Artificial intelligence has a long and storied history. It evokes images of robots taking over society, doing our dishes, balancing our checkbooks, winning at chess. The New York Times recently found it performing standup comedy.

Artificial intelligence also has a long history as an overhyped dud.

The popular imagination about robots has led to bouts of overexcitement, hyperbole, futuristic evocations and finally impatience and anger whenever AI technologies fail to develop quickly enough for the masses. That disillusionment has led to numerous periods of “AI Winter”—specifically in the 1970s and 1990s—eras when funding dried up from impatient investors. And a new winter is likely coming, warn the Cassandras.

That hype part of AI is still very real, says serial entrepreneur and technology consultant Sultan Meghji.

“In 25 years, I have seen in the private sector six companies do artificial intelligence properly, six in total, and not half of them are financial services,” says Meghji, the founder of Virtova, a tech advisor to private equity firms and financial services companies. In other words, he thinks top-to-bottom AI, where every link in the chain is automated, is not really being done. 
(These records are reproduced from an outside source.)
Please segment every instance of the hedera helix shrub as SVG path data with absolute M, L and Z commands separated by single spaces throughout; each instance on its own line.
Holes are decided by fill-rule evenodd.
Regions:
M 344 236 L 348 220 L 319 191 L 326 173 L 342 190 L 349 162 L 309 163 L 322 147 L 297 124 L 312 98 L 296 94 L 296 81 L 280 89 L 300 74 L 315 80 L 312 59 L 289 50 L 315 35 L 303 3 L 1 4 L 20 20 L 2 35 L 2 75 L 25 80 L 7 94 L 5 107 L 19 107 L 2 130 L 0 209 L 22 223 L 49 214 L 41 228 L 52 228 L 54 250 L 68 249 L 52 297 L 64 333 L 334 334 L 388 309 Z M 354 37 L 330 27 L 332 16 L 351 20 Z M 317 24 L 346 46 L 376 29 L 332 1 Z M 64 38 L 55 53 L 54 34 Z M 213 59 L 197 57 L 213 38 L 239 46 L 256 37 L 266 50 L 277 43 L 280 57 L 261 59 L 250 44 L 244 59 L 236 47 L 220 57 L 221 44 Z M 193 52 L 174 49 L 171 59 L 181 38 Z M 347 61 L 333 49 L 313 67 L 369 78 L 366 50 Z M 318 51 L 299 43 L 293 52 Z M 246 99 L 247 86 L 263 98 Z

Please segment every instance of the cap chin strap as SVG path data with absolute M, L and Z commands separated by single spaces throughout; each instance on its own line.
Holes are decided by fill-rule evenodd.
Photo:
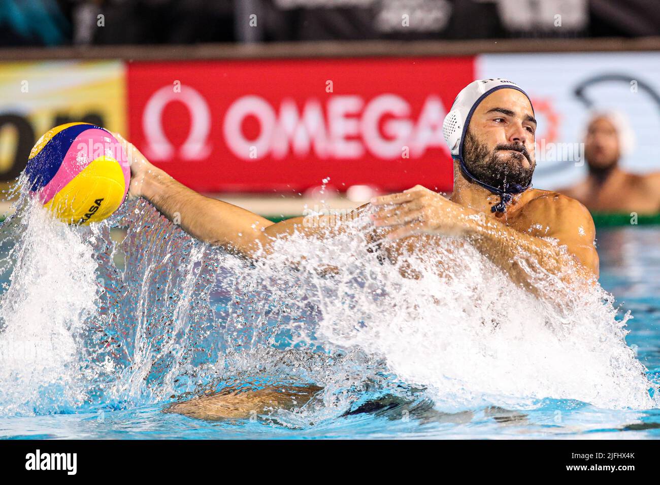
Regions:
M 462 156 L 454 157 L 454 160 L 459 161 L 459 164 L 461 166 L 461 170 L 469 180 L 479 184 L 486 190 L 500 196 L 500 202 L 490 207 L 490 212 L 506 212 L 506 205 L 513 199 L 513 195 L 522 193 L 532 186 L 531 183 L 528 184 L 526 187 L 523 187 L 519 183 L 506 183 L 504 189 L 500 189 L 492 185 L 489 185 L 488 183 L 481 181 L 470 173 L 470 171 L 467 170 L 467 167 L 465 166 L 465 162 L 463 162 Z

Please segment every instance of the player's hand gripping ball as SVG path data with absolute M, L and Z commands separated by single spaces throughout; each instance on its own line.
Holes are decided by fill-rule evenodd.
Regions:
M 100 127 L 69 123 L 34 145 L 25 168 L 30 190 L 56 218 L 71 224 L 98 222 L 126 198 L 131 170 L 114 136 Z

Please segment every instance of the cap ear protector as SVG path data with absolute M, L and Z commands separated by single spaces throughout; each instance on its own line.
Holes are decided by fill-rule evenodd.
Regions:
M 470 125 L 470 119 L 472 118 L 472 115 L 477 107 L 487 96 L 498 89 L 504 88 L 520 91 L 527 96 L 528 100 L 529 99 L 529 96 L 519 86 L 510 81 L 499 78 L 479 79 L 473 81 L 461 90 L 461 92 L 456 96 L 453 104 L 451 105 L 451 110 L 447 113 L 442 123 L 442 135 L 447 145 L 449 145 L 451 158 L 458 160 L 461 170 L 467 179 L 500 196 L 500 203 L 496 204 L 490 208 L 492 212 L 499 212 L 506 210 L 506 205 L 513 198 L 512 194 L 524 192 L 531 186 L 531 184 L 527 187 L 521 187 L 517 183 L 507 184 L 502 189 L 482 182 L 471 174 L 467 167 L 465 166 L 465 162 L 463 158 L 463 146 L 465 140 L 465 134 L 467 133 L 467 127 Z M 529 104 L 531 104 L 531 102 L 530 100 Z M 533 113 L 533 112 L 534 107 L 532 106 L 532 112 Z

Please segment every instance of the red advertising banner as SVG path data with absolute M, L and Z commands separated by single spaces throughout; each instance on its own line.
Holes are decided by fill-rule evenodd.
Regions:
M 346 53 L 350 55 L 350 53 Z M 473 57 L 127 65 L 129 135 L 196 190 L 451 190 L 442 121 Z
But put the delusions of grandeur aside, and the reality is that AI has come a long way in the last few years. Its algorithms have become more robust, Meghji says. The data it mines (AI’s lifeblood) has become much richer and more accessible. People are now building ETFs out of artificial intelligence, too. Advisors have learned to find clients with it, learned when to engage clients with it. Pershing even says AI can tell you when a client is about to leave you.

A lot of fintechs are waving the AI flag, Meghji says, and in the back office, Morgan Stanley, TD Ameritrade and JP Morgan are building robust AI programs. Last October, Greenwich Associates said in a report that 15% of jobs in finance are at risk of being replaced by AI or machine learning in areas like research, trading, analysis and sales.

A Tool For Advisors

If Amazon knows what sweater you like and offers you another, just think of what the right program could do for a person looking for 529 plans and estate plans.